The Manikins were an Australian punk rock and new wave band from Perth, Western Australia.

History
The band formed in August 1976 as the Cheap Nasties. Their debut gig was at The Rivervale Hotel in mid-1977. They lay claim to the title of Perth's first punk band. The original Cheap Nasties' lineup was Kim Salmon (guitar/vocals), Neil Fernandes (guitar/vocals), Ken Seymour (bass/vocals) and Mark Betts (drums). Salmon left the Cheap Nasties in December 1977, to form The Scientists.

The rest of the band, with Robbie Porritt joining as lead vocalist, continued as The Manikins.  The raw sound of the Cheap Nasties gradually gave way to a poppier, new wave-oriented musical direction.

Dave Faulkner, ex-The Victims, joined for a brief period as keyboard player (1979–1980). He would later be a founding member and the mainstay of the Hoodoo Gurus. Seymour also left, to be replaced by Dan Dare.

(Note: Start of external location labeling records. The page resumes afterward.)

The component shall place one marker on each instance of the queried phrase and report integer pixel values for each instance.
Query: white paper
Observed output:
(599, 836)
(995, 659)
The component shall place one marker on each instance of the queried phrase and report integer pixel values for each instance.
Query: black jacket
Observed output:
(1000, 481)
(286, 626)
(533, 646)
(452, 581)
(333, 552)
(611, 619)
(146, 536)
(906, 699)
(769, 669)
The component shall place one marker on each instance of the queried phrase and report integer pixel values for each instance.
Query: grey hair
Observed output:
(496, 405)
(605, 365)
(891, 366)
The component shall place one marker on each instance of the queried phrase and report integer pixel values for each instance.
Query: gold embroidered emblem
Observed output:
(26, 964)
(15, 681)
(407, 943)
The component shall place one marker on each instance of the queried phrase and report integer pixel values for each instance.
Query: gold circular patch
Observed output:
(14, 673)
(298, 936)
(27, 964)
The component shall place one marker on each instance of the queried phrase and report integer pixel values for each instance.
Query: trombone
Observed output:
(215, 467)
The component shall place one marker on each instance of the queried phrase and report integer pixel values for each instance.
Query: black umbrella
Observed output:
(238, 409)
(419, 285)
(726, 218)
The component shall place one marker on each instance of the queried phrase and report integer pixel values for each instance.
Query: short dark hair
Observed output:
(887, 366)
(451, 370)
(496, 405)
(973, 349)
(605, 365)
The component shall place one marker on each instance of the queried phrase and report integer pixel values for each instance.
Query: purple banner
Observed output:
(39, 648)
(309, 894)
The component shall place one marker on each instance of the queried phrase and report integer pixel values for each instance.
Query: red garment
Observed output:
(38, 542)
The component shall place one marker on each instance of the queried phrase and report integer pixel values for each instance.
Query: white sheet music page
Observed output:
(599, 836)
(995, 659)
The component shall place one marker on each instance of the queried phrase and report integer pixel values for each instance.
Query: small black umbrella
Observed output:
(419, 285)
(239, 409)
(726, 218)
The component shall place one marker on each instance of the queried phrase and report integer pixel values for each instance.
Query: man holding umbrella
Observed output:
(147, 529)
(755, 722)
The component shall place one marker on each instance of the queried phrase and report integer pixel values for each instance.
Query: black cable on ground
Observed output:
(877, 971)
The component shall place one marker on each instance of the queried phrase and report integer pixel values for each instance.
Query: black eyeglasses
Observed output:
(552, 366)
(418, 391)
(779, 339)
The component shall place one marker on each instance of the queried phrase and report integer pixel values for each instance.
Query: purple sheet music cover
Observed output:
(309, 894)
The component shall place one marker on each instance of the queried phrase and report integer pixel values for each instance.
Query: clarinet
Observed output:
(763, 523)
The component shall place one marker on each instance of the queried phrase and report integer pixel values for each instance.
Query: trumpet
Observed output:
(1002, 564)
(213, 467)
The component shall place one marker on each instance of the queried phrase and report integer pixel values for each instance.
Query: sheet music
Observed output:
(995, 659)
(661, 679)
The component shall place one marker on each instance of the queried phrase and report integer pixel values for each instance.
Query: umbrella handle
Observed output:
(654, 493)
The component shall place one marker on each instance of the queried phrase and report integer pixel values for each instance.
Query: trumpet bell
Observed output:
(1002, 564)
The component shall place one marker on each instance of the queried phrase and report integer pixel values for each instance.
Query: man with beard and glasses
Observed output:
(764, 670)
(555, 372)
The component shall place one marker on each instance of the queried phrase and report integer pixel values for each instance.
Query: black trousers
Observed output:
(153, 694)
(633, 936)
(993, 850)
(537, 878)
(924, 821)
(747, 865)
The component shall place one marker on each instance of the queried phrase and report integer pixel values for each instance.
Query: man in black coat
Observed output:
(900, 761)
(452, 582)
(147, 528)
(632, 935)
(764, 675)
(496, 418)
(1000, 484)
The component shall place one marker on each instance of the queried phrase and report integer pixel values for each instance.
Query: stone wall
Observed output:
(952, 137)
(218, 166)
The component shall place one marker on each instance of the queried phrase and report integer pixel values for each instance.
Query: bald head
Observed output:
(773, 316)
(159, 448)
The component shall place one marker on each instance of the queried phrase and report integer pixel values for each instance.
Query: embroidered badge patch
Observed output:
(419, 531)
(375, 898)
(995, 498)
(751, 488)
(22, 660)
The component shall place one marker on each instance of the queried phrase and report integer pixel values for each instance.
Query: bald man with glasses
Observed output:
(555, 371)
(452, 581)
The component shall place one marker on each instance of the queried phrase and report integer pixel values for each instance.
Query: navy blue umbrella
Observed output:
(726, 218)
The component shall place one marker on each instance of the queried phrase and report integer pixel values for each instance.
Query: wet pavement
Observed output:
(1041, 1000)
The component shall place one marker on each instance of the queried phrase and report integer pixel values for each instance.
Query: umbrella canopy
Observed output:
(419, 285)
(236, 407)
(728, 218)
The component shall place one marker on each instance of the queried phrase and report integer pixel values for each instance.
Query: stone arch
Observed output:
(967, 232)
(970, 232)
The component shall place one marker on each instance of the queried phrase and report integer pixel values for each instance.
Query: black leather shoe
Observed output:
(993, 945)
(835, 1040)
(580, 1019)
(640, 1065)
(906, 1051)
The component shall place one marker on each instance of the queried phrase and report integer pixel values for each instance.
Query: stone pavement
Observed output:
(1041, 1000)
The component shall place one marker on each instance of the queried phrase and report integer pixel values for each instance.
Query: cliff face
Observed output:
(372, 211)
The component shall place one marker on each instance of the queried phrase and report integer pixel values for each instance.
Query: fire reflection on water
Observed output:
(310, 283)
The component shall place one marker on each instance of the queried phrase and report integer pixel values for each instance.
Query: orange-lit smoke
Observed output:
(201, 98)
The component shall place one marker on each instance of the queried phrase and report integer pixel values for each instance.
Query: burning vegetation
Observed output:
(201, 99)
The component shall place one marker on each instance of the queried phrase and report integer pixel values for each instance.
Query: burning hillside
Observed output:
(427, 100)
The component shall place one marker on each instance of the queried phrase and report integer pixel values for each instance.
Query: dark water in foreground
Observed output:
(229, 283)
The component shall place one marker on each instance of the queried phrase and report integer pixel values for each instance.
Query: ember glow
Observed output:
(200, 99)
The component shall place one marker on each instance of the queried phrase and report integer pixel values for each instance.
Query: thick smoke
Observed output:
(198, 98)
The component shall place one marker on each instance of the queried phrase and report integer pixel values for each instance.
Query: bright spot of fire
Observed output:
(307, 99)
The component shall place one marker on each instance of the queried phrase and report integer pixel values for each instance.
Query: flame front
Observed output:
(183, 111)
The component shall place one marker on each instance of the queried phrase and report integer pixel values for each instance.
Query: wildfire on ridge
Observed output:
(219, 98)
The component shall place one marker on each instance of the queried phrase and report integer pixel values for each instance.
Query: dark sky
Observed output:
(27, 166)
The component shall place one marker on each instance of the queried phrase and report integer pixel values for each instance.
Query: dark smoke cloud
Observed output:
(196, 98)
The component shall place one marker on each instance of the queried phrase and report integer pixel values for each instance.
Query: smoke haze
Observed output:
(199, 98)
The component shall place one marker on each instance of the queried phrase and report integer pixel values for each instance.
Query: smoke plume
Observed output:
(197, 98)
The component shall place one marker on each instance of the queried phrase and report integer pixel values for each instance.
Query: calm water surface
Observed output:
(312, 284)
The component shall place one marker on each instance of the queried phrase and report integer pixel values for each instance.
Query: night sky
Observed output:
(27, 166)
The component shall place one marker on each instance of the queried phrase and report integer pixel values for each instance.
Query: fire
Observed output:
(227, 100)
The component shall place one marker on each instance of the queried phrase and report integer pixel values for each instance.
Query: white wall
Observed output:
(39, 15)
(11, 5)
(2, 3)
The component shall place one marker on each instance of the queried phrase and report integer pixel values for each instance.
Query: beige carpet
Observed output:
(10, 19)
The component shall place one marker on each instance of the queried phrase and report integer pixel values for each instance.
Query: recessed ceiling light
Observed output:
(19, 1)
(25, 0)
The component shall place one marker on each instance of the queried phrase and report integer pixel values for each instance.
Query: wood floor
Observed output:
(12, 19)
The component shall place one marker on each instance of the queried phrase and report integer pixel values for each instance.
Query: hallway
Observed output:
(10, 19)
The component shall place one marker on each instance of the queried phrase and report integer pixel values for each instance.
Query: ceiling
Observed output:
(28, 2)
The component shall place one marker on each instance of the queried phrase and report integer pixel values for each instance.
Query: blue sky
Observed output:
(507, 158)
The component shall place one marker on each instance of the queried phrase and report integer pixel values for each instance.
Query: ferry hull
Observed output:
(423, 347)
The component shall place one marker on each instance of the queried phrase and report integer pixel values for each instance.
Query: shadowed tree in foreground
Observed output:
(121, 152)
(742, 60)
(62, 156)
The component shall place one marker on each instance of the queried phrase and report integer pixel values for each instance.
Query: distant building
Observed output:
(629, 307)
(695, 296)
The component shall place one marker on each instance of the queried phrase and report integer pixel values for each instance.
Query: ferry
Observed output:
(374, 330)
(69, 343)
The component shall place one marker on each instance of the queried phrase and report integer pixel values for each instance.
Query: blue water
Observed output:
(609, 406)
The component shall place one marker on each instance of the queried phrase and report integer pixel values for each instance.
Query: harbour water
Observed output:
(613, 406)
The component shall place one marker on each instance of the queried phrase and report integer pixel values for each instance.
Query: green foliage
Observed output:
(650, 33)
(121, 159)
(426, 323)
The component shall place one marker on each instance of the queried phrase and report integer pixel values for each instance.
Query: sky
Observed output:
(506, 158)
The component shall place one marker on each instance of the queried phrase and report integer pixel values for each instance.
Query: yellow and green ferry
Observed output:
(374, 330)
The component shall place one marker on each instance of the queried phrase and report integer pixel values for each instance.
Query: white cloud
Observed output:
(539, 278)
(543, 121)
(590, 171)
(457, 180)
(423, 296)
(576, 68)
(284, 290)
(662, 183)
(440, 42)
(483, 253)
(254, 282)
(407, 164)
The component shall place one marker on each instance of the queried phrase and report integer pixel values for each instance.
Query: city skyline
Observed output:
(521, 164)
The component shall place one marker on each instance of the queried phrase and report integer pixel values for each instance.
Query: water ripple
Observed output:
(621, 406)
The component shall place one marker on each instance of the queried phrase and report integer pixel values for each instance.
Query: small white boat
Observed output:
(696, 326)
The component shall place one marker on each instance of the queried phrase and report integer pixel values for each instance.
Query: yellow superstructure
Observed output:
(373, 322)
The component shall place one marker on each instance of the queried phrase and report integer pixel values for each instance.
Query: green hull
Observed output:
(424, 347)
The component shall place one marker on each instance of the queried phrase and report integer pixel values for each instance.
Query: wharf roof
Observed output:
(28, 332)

The band had several residencies in Perth, in particular Wednesday nights at the Broadway Tavern in Nedlands and the nightclub Hernando's Hideaway.  The band relocated to Melbourne in the early 1980s, but broke up soon afterwards in 1981.

Later in 1986 Mark Betts registered the Manikins name and formed a new version of the band with a female vocalist, Christine Bodey and releasing new romantic synth style recordings between 1986 and 1988.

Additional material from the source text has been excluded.